I was a stay at home dad to my two children while my ex partner worked, we agreed to this as she was earning more than I did and it made sense for child care costs reason.
I did the normal thinks that stay at home parents do( school drop offs, pickups, rhyme time for daughter and so on and so fourth.
Then came the bombshell in 2017, she told me that it was best to separate as it was not working between us. We separated that year and I was homeless immediately. Stayed with my brother and sister while still commuting every morning to pick up my daughter Monday to Saturday which was 6 hour round trip by bus,usually getting home around 1 am because she would get back home late from work.
At that time I was looking for a job and found it hard to get one as I had a gap on my cv even though I explained as I was full time dad.
luckily I found a job which I still doing.
My ex has dated many guys who she often smuggled into the house while the kids were sleeping. None of these relationships worked.
she has recently hooked up with a work colleague.Since the first lock down I have been working from home and picking up my daughter from school 3 times a week and pay my ex child maintenance. Of late she has been staying at her boyfriend overnight without letting me know and she would roll in at 7 am the next morning. I told her it’s unacceptable for her to be treating me as a child minder while she goes on dates. I have asked to get a child minder for her dates but she has told me to get one. Is this right guys.29 December 2020 at 1:53 pm #47390
Hi. Sorry to hear about your situation. I can’t believe how many guys she is getting involved with! She shouldn’t even be introducing someone new in my opinion so soon as this is really unfair on the child.

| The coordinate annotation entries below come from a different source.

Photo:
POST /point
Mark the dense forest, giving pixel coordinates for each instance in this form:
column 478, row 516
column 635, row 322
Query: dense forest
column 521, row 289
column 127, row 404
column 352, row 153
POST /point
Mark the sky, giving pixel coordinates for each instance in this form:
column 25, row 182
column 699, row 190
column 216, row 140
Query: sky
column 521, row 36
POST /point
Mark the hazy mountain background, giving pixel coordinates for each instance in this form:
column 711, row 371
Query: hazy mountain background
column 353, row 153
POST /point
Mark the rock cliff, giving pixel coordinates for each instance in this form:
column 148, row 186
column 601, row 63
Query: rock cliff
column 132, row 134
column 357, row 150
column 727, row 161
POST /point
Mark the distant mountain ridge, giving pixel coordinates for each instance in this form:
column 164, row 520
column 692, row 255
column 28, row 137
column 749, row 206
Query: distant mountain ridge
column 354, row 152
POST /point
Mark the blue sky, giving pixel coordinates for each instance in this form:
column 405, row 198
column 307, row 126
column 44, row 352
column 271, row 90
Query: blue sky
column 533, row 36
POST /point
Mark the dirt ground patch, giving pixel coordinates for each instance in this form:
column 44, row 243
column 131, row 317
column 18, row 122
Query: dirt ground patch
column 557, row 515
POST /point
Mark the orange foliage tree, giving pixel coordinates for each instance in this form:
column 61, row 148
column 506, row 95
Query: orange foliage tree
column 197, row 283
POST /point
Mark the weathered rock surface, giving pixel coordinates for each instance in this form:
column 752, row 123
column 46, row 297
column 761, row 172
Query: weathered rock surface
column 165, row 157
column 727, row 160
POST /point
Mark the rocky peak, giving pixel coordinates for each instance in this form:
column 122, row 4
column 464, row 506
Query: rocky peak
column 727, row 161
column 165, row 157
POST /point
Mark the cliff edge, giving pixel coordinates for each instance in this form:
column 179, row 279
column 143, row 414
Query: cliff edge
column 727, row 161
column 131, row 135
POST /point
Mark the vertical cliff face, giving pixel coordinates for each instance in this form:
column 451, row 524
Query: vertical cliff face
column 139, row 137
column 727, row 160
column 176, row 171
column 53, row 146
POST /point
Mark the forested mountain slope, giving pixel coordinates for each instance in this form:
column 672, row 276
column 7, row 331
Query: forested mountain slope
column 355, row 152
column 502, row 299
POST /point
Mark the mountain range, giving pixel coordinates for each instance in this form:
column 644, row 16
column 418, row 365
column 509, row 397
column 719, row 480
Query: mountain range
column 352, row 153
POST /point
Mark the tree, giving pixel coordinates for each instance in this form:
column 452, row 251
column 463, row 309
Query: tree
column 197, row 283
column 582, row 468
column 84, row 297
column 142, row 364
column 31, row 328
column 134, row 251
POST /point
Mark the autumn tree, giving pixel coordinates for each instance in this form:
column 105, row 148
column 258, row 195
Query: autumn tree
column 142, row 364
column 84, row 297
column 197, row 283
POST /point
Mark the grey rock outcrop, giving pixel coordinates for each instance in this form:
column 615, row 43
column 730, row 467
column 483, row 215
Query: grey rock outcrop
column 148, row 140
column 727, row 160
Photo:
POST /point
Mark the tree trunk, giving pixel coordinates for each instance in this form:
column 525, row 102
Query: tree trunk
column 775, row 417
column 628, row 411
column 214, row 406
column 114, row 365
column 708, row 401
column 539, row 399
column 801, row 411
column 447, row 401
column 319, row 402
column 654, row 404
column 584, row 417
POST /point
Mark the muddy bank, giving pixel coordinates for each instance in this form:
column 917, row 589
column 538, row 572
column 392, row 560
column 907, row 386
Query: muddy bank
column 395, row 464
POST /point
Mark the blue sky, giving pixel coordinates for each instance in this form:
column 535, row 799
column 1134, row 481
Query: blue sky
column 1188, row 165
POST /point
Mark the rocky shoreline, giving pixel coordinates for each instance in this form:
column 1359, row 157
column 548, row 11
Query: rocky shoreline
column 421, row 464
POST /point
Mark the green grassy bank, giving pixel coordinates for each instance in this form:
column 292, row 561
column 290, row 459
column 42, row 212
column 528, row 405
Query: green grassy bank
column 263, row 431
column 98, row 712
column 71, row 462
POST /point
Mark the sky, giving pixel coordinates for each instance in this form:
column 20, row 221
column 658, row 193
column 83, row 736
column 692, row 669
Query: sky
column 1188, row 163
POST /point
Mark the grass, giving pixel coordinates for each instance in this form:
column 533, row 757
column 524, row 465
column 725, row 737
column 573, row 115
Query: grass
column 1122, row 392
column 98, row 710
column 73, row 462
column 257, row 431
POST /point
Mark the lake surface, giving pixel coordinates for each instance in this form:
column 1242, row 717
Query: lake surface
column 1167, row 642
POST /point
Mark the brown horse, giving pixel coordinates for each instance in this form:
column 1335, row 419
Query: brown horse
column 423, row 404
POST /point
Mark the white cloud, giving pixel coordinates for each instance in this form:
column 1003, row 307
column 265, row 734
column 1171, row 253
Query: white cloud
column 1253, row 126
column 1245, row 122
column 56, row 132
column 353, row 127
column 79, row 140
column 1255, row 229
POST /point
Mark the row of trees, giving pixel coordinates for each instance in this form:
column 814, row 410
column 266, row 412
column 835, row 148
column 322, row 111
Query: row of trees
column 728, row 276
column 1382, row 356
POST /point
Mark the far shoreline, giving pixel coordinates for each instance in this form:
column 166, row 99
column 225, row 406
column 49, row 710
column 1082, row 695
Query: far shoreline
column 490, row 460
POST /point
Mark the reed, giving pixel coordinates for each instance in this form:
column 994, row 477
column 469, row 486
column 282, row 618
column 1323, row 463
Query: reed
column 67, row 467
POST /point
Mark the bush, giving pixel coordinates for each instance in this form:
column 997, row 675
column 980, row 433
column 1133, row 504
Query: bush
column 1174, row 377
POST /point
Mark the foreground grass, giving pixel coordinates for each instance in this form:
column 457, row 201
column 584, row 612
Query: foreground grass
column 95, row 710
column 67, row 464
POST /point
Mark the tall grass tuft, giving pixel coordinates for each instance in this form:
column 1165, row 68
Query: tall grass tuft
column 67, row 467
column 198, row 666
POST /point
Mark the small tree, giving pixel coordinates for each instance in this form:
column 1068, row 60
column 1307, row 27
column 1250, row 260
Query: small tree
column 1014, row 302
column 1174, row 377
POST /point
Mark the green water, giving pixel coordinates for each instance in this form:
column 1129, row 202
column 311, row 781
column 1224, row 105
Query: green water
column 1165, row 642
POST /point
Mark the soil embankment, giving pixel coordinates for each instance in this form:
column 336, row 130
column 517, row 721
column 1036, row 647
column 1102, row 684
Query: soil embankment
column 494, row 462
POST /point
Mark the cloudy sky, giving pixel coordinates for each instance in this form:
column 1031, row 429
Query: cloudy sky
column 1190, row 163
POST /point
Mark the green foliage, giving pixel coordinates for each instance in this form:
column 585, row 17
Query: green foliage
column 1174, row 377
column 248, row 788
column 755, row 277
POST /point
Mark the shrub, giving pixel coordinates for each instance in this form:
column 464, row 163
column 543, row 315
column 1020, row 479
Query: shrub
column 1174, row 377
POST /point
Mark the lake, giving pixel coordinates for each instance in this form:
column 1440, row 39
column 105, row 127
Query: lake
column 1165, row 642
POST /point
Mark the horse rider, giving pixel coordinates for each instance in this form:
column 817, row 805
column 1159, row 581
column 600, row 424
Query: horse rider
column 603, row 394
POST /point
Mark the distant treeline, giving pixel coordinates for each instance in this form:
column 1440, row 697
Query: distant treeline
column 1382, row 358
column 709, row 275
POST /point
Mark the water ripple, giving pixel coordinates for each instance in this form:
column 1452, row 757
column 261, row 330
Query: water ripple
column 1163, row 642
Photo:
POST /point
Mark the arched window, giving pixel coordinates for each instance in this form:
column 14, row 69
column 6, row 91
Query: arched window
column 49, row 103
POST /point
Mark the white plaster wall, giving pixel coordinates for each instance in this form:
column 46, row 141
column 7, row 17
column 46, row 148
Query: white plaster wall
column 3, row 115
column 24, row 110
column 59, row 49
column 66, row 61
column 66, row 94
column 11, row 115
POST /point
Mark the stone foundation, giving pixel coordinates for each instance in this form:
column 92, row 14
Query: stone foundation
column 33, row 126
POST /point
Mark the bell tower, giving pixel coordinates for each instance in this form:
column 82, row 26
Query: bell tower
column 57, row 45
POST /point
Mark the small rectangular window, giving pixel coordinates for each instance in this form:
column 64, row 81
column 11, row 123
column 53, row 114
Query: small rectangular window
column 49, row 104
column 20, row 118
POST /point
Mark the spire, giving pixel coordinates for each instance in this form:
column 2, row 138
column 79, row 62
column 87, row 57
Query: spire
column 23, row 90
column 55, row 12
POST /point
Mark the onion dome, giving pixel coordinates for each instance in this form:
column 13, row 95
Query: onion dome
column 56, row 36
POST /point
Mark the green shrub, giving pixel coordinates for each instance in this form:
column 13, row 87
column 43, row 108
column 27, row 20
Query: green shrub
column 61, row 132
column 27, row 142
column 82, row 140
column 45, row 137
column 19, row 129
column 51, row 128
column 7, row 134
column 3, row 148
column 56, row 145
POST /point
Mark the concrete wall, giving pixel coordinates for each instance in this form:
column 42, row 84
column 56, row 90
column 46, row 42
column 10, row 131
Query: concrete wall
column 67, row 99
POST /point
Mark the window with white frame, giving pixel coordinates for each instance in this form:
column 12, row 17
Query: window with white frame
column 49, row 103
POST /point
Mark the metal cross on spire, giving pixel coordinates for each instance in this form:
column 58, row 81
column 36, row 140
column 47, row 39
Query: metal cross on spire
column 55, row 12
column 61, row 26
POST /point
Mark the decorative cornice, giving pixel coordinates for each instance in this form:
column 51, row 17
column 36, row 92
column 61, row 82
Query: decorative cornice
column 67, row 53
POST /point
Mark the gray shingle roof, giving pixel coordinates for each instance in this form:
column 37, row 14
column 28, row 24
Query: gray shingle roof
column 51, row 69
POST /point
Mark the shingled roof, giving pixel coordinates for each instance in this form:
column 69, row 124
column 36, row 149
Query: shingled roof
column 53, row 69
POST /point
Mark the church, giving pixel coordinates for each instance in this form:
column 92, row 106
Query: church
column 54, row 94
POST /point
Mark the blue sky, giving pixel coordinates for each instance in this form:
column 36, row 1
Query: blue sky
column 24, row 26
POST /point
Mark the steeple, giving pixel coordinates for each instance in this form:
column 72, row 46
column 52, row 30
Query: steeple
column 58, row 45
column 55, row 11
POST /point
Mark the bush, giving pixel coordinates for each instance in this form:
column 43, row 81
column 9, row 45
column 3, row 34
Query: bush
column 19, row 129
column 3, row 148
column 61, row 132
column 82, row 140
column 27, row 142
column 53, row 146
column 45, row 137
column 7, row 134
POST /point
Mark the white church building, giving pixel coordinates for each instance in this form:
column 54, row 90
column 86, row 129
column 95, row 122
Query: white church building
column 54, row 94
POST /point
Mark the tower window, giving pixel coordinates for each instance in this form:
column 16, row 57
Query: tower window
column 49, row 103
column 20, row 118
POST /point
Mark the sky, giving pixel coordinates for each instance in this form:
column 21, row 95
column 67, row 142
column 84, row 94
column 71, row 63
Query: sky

She sounds really selfish that she expects to put her dates before her child. I would never dream of doing that if I came across someone I wanted to date. I would do it in my own time as a good parent always puts their child before anyone else. But that’s just me! Sounds like you are doing everything you can to be involved as much as possible but you should not just be there for ur exes convenience. She’s being very unfair if u ask me29 December 2020 at 2:39 pm #47392
Thanks for your thoughtful words. I have mentioned that we get a nanny from next month as I will be unable to do most pickups from school. She went all defensive and said to me to find a nanny as she is soo busy to find one. It seems she does not want anything to interfere with her seeing her new guy as she has mentioned to me that Tuesday and Fridays are hers. I believe this is holding me back from moving on in my life. She has been going out with her work colleague for over seven months now and has invited him to her place on New Year’s Day. She asked me if I could come to which I declined.29 December 2020 at 8:16 pm #47412
@Zak1886 She invited you over on NYD with her new bit….?! I find that very strange.
Bongo is right, she should be putting your daughter first and is incredibly selfish.
Yes we’d all like to do a little more for ourselves but that isn’t always possible with children in the picture.
For her to dump your daughter off on you to see to whoever she has this month is irresponsible.
I could never do that to my daughter. A man would have to be nothing short of Superman for me to bring him into her life!
However, I’m sure your daughter will realise this. Especially as she gets older. Children aren’t stupid!
I think you have done so well to date and have soldiered on despite the rocky road. I take my hat off to you.
You are definitely not the one being unreasonable here.
Just sort the nanny. At least you have the peace of mind knowing you’re picking one. I wouldn’t trust her with that job from what you have said!
Good luck and let us know how it goes.